Apellis insider grant: 61,804 RSUs and $16.20 options to Leslie Meltzer
Rhea-AI Filing Summary
Apellis Pharmaceuticals insider Leslie Meltzer received equity awards on August 26, 2025. The filing shows a grant of 61,804 restricted stock units (RSUs) that vest 25% annually over four years subject to continued service, and a stock option to purchase 92,592 shares with an exercise price of $16.20 that vests over four years (25% after one year, then monthly thereafter) and expires August 26, 2035. After the transactions, Meltzer beneficially owns 61,804 shares from the RSUs and 92,592 underlying the option, reported as direct ownership.

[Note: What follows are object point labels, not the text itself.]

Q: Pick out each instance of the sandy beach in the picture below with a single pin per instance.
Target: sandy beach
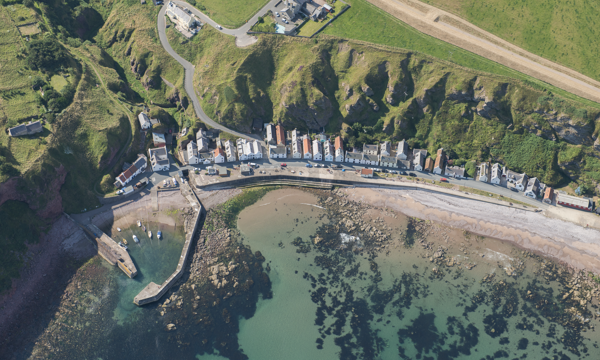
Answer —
(566, 242)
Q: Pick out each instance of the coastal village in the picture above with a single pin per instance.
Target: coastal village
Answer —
(207, 148)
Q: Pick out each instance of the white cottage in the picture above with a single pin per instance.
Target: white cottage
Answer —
(317, 150)
(192, 150)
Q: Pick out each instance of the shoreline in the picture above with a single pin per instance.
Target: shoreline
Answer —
(566, 242)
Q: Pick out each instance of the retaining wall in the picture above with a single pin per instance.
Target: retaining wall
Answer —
(153, 292)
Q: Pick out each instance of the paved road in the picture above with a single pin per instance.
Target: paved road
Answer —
(189, 80)
(441, 25)
(241, 36)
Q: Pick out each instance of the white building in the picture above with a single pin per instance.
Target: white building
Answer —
(136, 168)
(271, 134)
(389, 161)
(180, 17)
(353, 157)
(328, 151)
(455, 172)
(159, 159)
(192, 150)
(369, 159)
(144, 121)
(402, 151)
(496, 174)
(484, 172)
(296, 149)
(419, 159)
(339, 149)
(202, 144)
(229, 150)
(306, 150)
(240, 149)
(317, 150)
(219, 156)
(277, 152)
(386, 148)
(370, 149)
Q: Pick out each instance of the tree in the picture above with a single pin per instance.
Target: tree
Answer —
(471, 169)
(46, 53)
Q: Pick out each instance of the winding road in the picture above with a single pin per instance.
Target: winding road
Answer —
(242, 39)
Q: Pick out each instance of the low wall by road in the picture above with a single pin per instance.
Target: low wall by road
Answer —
(328, 182)
(153, 292)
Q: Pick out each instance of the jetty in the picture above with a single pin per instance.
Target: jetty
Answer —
(153, 292)
(112, 252)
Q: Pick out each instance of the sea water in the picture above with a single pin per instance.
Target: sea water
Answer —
(155, 259)
(407, 311)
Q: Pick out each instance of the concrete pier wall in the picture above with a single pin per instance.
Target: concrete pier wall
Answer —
(153, 292)
(112, 252)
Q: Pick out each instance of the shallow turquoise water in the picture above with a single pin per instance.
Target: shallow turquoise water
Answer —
(154, 259)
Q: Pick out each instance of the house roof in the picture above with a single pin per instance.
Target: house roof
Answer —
(339, 144)
(573, 200)
(158, 138)
(280, 134)
(369, 157)
(389, 159)
(306, 145)
(279, 149)
(354, 155)
(219, 151)
(369, 147)
(439, 160)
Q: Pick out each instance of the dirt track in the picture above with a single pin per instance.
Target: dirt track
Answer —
(456, 31)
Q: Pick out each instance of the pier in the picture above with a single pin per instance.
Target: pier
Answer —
(112, 252)
(153, 292)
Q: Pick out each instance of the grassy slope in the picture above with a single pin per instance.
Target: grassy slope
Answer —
(230, 13)
(562, 31)
(368, 23)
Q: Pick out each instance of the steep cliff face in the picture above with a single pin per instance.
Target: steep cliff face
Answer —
(323, 85)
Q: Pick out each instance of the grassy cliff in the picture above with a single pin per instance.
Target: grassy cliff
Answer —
(562, 31)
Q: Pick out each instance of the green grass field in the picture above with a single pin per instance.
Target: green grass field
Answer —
(366, 22)
(58, 82)
(232, 13)
(562, 31)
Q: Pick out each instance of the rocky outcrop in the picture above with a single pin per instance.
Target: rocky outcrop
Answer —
(45, 201)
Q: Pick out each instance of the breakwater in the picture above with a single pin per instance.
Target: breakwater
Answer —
(112, 252)
(153, 292)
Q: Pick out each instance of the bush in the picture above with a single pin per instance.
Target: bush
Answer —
(46, 54)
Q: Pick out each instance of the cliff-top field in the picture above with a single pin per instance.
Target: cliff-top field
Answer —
(562, 31)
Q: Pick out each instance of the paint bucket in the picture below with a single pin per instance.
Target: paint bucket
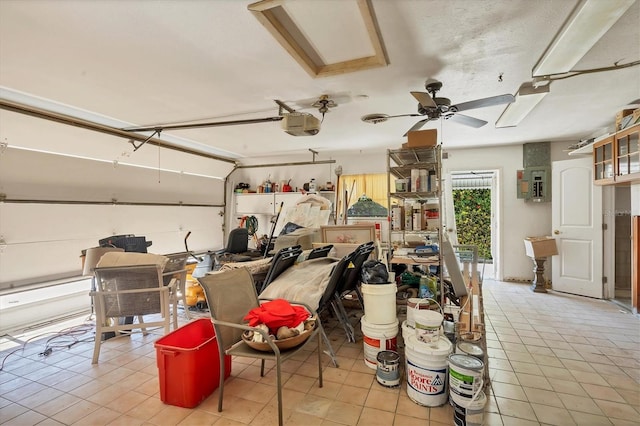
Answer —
(413, 304)
(388, 371)
(377, 338)
(465, 375)
(468, 348)
(380, 303)
(426, 369)
(407, 331)
(428, 325)
(468, 412)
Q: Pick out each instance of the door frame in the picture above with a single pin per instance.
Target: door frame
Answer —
(496, 213)
(609, 241)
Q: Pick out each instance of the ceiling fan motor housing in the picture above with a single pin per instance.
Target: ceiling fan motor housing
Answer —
(300, 124)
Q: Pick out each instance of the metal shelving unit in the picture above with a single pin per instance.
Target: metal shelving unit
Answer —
(424, 165)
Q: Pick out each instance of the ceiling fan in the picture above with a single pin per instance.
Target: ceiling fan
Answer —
(432, 108)
(295, 123)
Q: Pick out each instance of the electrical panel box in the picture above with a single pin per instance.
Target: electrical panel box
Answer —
(534, 184)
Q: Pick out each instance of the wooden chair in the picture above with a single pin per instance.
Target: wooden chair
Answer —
(231, 294)
(129, 291)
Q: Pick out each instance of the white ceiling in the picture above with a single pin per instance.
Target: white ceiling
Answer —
(149, 62)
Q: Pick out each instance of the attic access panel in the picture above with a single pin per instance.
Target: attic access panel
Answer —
(325, 38)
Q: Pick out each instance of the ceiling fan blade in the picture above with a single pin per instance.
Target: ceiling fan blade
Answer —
(417, 126)
(405, 115)
(424, 99)
(485, 102)
(466, 120)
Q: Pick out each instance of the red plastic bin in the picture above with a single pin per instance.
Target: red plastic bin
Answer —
(189, 364)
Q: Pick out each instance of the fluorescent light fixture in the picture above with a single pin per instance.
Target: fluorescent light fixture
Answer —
(527, 98)
(590, 20)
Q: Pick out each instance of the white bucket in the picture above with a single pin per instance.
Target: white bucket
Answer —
(426, 369)
(380, 303)
(469, 348)
(377, 338)
(465, 375)
(388, 372)
(407, 331)
(468, 412)
(428, 325)
(413, 304)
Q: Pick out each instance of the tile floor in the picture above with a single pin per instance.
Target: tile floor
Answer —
(554, 359)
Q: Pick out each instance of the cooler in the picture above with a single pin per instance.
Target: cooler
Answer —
(188, 364)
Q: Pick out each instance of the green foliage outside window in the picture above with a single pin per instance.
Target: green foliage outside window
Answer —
(473, 219)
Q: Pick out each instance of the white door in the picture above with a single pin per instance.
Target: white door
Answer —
(577, 226)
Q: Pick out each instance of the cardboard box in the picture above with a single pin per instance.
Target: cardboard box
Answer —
(537, 247)
(422, 138)
(620, 116)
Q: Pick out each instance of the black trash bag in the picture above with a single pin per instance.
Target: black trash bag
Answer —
(374, 272)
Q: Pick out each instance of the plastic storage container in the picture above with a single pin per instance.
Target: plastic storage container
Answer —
(188, 364)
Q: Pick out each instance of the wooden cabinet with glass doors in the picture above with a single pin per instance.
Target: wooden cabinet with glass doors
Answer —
(628, 154)
(603, 161)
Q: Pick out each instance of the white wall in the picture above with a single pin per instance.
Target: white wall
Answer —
(519, 218)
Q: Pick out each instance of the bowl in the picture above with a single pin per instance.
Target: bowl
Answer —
(282, 344)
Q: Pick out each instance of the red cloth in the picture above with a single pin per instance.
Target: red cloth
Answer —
(277, 313)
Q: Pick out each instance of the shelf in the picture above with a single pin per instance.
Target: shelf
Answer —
(400, 164)
(414, 156)
(415, 195)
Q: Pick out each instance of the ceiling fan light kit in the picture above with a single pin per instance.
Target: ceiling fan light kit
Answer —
(432, 108)
(526, 99)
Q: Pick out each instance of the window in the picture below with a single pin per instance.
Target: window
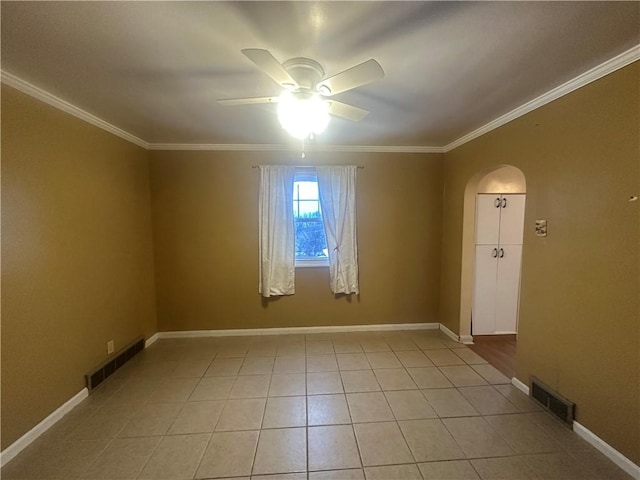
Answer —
(311, 243)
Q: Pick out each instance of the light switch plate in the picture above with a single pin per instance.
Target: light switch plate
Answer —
(541, 228)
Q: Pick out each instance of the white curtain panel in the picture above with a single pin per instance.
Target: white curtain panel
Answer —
(276, 230)
(337, 188)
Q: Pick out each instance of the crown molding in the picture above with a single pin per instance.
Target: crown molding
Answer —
(297, 148)
(50, 99)
(610, 66)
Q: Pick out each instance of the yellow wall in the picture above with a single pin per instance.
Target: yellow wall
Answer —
(204, 207)
(579, 307)
(77, 258)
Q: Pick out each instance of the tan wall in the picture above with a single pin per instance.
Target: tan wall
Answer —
(77, 257)
(204, 207)
(579, 309)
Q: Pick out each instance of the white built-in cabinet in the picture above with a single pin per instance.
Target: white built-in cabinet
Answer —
(499, 231)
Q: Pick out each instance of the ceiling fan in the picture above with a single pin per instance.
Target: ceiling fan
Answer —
(305, 103)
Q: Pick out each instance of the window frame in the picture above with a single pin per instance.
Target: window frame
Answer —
(308, 174)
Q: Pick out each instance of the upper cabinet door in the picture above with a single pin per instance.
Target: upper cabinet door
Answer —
(488, 207)
(512, 219)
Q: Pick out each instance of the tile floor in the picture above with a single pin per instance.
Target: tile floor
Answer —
(375, 405)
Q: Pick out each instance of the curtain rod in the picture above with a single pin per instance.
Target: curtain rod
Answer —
(312, 166)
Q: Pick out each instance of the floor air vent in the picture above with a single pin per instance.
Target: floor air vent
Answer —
(104, 371)
(553, 401)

The form was signed by an attorney-in-fact on behalf of Meltzer on September 2, 2025.
Positive
- Retention-focused vesting: RSUs and options vest over four years, aligning officer incentives with long-term performance.
- Clear disclosure: Form 4 reports grant details including amounts, vesting schedules, and exercise price, complying with Section 16 requirements.
Negative
- Potential dilution: The 92,592-share option and 61,804 RSUs increase potential outstanding shares, but the filing does not state total share base to quantify dilution.

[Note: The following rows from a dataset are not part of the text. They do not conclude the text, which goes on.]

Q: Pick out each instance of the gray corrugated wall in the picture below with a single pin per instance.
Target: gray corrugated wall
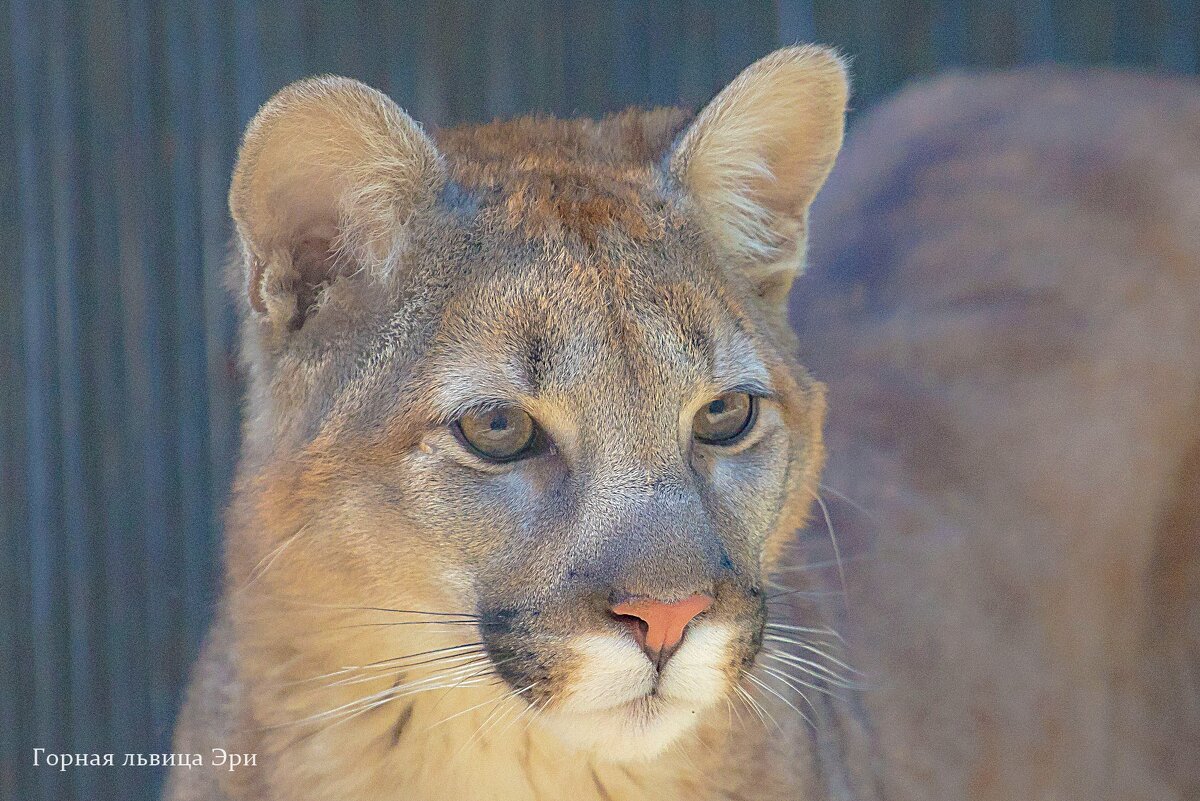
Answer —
(118, 381)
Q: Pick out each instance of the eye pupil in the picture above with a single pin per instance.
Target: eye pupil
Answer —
(498, 434)
(725, 420)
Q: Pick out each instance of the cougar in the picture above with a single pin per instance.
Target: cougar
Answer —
(529, 438)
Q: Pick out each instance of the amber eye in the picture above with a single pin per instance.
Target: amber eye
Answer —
(502, 434)
(724, 420)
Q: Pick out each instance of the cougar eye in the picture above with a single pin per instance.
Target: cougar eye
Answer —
(724, 420)
(502, 434)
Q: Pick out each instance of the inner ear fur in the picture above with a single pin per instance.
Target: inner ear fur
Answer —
(328, 174)
(755, 157)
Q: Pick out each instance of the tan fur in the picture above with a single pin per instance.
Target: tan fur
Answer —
(577, 269)
(1006, 305)
(1002, 267)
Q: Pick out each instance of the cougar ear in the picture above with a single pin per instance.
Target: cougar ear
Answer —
(756, 155)
(328, 174)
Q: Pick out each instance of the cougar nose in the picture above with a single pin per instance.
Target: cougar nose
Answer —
(658, 626)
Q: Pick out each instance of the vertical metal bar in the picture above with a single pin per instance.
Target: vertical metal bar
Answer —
(37, 313)
(191, 462)
(15, 657)
(148, 383)
(120, 619)
(76, 527)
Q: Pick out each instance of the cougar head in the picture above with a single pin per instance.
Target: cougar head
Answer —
(528, 391)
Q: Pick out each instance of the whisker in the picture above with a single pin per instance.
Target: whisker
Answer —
(396, 661)
(849, 500)
(265, 562)
(755, 679)
(811, 668)
(833, 540)
(825, 632)
(790, 676)
(809, 646)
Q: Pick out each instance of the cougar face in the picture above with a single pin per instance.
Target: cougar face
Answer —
(529, 387)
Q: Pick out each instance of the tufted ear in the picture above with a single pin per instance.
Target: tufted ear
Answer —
(328, 174)
(756, 155)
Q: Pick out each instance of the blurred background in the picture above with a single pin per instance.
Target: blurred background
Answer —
(119, 386)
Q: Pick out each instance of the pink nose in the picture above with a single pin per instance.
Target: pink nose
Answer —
(658, 626)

- No company-wide context: Filing lacks information on total shares outstanding or option pool size, limiting assessment of materiality to shareholders.
Insights
TL;DR: Equity grants align senior R&D leadership with long-term shareholder value through multi-year vesting.
The RSU and option package is structured to retain and incentivize continued service, with standard four-year vesting and a market-based exercise price of $16.20. The combination of immediate RSU value and long-duration option gives balanced near-term and long-term incentive exposure. From a compensation design perspective this is a routine, retention-focused award rather than a one-time exceptional payout. The grant size (61,804 RSUs and 92,592 option shares) is significant in nominal share count but its materiality relative to total diluted shares is not stated in the filing.
TL;DR: Filing documents a standard officer equity grant; disclosure is timely and conforms to Section 16 reporting.
The Form 4 properly reports non-derivative and derivative awards granted August 26, 2025, including vesting schedules and exercise price. The filing shows direct beneficial ownership and includes required signature by attorney-in-fact. Governance considerations include potential dilution from the option pool; however, the filing does not provide overall share count or percentage dilution, limiting assessment of shareholder impact. Procedurally this is a routine insider award disclosure.